Pojazd autonomiczny to niedaleka przyszłość
Firma Horsch nadaje bardzo wysoki priorytet pracom rozwojowym w kierunku autonomicznych pojazdów i maszyn. Z tego względu bardzo aktywnie rozwija tę technologię w rolnictwie. Jest to z jednej strony bardzo innowacyjne podejście do rynku, jednak taka będzie przyszłość rolnictwa. Obecnie przykładem autonomicznej maszyny, która już niedługo wejdzie na rynek, jest samojezdny, autonomiczny siewnik.
Maszyna została wyposażona w silnik wysokoprężny o mocy 300 KM i bazuje na technologii gąsienic gumowych Claas Terra Trac bez przedniej osi skrętnej. Maszyna jest obsługiwana za pomocą specjalnego pilota o zasięgu do 2 km lub iPada. Pracujący na systemie dwuścieżkowym Horsch Robo jest ponadto wyposażony w system nawigacji Trimble i duży zbiornik na nasiona, który zasila 24-elementową sekcję do siewu punktowego Maestro.
Bezobsługowy, autonomiczny ciągnik nadaje się też do obsługi innych maszyn np. dużych agregatów uprawowych takich jak Joker lub Cruiser, ale już nie dla agregatów, które pracują głęboko np. typu Tiger.
Horsch słusznie zauważa, że przepisy bezpieczeństwa w Niemczech są jeszcze zbyt restrykcyjne, aby zapewnić w pełni autonomiczne użytkowanie nowej maszyny, dlatego jej nadzorca/operator musi pozostać w odległości maksymalnie 600 m i zawsze obserwować/nadzorować pracę.
– Interesują nas rynki, gdzie są problemy z dostępnością pracowników, gdzie jest duży obszar pól i tam, gdzie system prawny jest sprzyjający np. w Brazylii, Kazachstanie, w Rosji i na Ukrainie. Prawne wprowadzenie autonomicznej maszyny jest tam łatwiejsze. W Niemczech, Francji i USA póki co jest to jeszcze utrudnione
– zauważa Michael Horsch.
Dla szybkiego postępu w dziedzinie autonomii i robotyzacji maszyn rolniczych najważniejsze jest oprogramowanie, ale nie to, które obsługuje samą maszynę, tylko sterujące poruszaniem się pojazdu na polu. Prace rozwojowe oraz testy firma Horsch prowadzi już od 10 lat na swojej specjalnej farmie testowej w Czechach. To właśnie tam rozwija się autonomiczne technologie, aby umożliwić i usprawnić prace układów zrobotyzowanych.

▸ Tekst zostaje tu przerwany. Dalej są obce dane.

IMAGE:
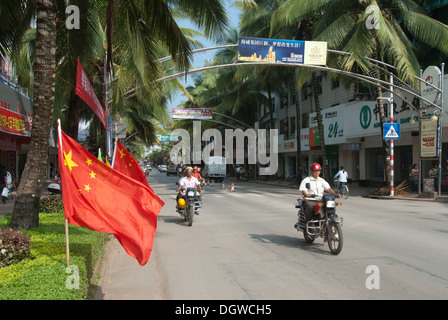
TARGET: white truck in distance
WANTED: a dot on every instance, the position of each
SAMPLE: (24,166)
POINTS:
(216,169)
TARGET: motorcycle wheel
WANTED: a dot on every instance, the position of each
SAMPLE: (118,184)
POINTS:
(190,215)
(308,238)
(335,238)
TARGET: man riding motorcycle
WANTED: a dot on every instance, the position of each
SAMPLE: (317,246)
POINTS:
(317,187)
(188,182)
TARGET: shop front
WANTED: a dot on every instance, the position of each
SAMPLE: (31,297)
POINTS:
(15,128)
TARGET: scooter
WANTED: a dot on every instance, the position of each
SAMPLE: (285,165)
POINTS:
(325,223)
(189,206)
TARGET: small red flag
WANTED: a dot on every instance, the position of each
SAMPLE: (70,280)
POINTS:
(102,199)
(125,163)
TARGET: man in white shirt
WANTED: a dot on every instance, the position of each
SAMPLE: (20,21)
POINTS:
(188,182)
(342,177)
(313,185)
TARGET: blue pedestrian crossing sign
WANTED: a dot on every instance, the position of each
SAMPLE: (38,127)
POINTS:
(391,131)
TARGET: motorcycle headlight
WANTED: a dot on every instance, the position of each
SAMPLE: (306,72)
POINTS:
(190,194)
(331,204)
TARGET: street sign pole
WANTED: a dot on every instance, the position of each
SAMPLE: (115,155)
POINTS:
(391,112)
(440,129)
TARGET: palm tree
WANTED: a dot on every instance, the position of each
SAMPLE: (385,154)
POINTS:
(344,25)
(26,207)
(149,22)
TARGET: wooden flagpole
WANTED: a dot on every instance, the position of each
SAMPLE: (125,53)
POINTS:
(67,247)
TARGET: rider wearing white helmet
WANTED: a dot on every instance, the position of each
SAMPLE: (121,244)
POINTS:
(313,185)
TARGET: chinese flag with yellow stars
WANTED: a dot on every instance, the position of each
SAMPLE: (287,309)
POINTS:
(102,199)
(126,164)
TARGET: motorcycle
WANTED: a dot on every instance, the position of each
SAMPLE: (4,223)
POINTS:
(191,206)
(326,223)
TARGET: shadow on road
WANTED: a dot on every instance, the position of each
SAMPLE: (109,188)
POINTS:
(293,242)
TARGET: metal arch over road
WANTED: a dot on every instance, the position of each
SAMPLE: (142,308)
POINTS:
(385,85)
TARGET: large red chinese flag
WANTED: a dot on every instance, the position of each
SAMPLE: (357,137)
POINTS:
(100,198)
(126,164)
(85,91)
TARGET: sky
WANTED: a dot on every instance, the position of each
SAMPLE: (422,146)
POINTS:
(201,57)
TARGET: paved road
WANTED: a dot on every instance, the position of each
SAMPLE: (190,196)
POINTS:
(243,246)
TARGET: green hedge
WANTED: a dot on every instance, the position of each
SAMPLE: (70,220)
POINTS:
(44,276)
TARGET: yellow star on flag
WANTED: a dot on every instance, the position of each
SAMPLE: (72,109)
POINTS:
(69,162)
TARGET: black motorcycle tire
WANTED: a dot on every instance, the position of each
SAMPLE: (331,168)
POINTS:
(335,239)
(190,215)
(308,238)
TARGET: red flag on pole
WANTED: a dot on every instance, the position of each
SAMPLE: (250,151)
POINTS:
(102,199)
(125,163)
(85,91)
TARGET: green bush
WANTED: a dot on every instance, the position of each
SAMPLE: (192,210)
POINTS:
(14,247)
(45,276)
(51,204)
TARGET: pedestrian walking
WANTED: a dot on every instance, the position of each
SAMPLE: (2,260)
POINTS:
(414,177)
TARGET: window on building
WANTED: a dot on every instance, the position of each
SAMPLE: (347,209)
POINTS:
(334,83)
(292,125)
(305,120)
(284,126)
(319,81)
(305,92)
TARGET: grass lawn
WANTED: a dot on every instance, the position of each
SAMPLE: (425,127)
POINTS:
(45,276)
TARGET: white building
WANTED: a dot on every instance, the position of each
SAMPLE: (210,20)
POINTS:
(352,132)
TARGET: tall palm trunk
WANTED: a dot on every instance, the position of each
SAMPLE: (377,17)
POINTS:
(26,208)
(298,123)
(315,84)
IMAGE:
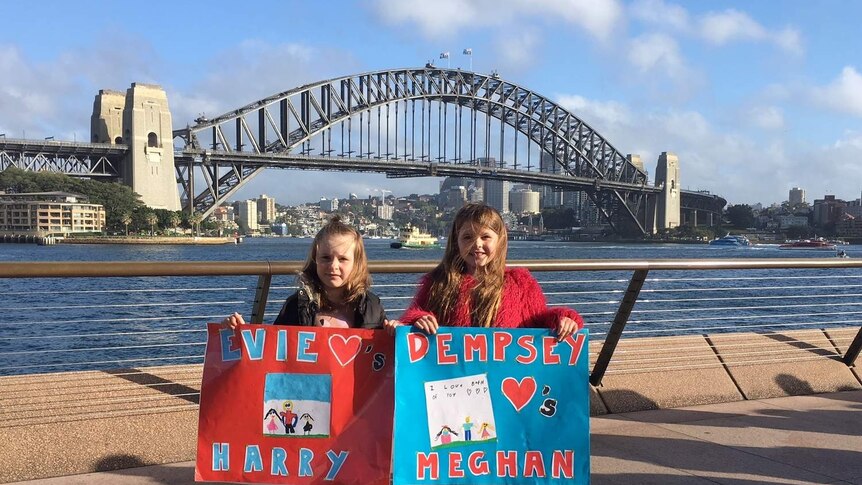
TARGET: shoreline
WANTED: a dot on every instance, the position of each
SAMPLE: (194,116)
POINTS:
(198,240)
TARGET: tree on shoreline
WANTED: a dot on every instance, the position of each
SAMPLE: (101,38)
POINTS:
(125,220)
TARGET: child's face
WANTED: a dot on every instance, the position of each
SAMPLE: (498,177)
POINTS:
(335,260)
(477,246)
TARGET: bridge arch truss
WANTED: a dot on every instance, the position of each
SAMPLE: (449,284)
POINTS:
(413,122)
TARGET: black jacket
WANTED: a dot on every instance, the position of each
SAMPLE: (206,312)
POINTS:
(300,309)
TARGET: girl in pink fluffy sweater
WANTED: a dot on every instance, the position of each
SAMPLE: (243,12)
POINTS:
(471,287)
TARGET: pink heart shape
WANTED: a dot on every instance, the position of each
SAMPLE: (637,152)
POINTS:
(519,393)
(345,349)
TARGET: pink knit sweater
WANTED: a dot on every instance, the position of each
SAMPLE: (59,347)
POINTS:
(523,304)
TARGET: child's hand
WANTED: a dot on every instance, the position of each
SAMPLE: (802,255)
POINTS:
(232,321)
(427,323)
(390,326)
(566,327)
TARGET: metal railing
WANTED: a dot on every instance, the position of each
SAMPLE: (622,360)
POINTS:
(118,315)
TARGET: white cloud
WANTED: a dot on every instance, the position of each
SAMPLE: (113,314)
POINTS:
(843,95)
(516,52)
(658,12)
(732,25)
(444,18)
(656,52)
(765,117)
(609,113)
(717,28)
(721,158)
(722,28)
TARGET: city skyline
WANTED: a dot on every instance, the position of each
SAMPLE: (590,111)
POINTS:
(752,99)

– Z tym rozwiązaniem chcemy wejść na rynek w ciągu 2 lat, a może i szybciej. Będziemy mocno rozwijać te projekty, jest już na to zapotrzebowanie
– dodaje Michael Horsch.
Już niedługo operator nie będzie siedział przez wiele godzin w kabinie maszyny, będzie za to dbał o jej prawidłowy stan techniczny, przygotowanie do pracy, o jej wyposażenie oraz diagnostykę. Zadania operatora pojazdów autonomicznych obejmą głównie nadzór nad prawidłowym działaniem maszyny na polu, a wykonywane w razie potrzeby ewentualne korekty będą stanowiły niewielki udział w pracy.
Co więcej, przyszły operator nie musi mieć specjalnego szkolenia, pulpit sterujący będzie bardzo intuicyjny, a dzisiejsze dzieci już szkolą się w obsłudze tych rozwiązań, grając np. na konsoli czy smartfonie.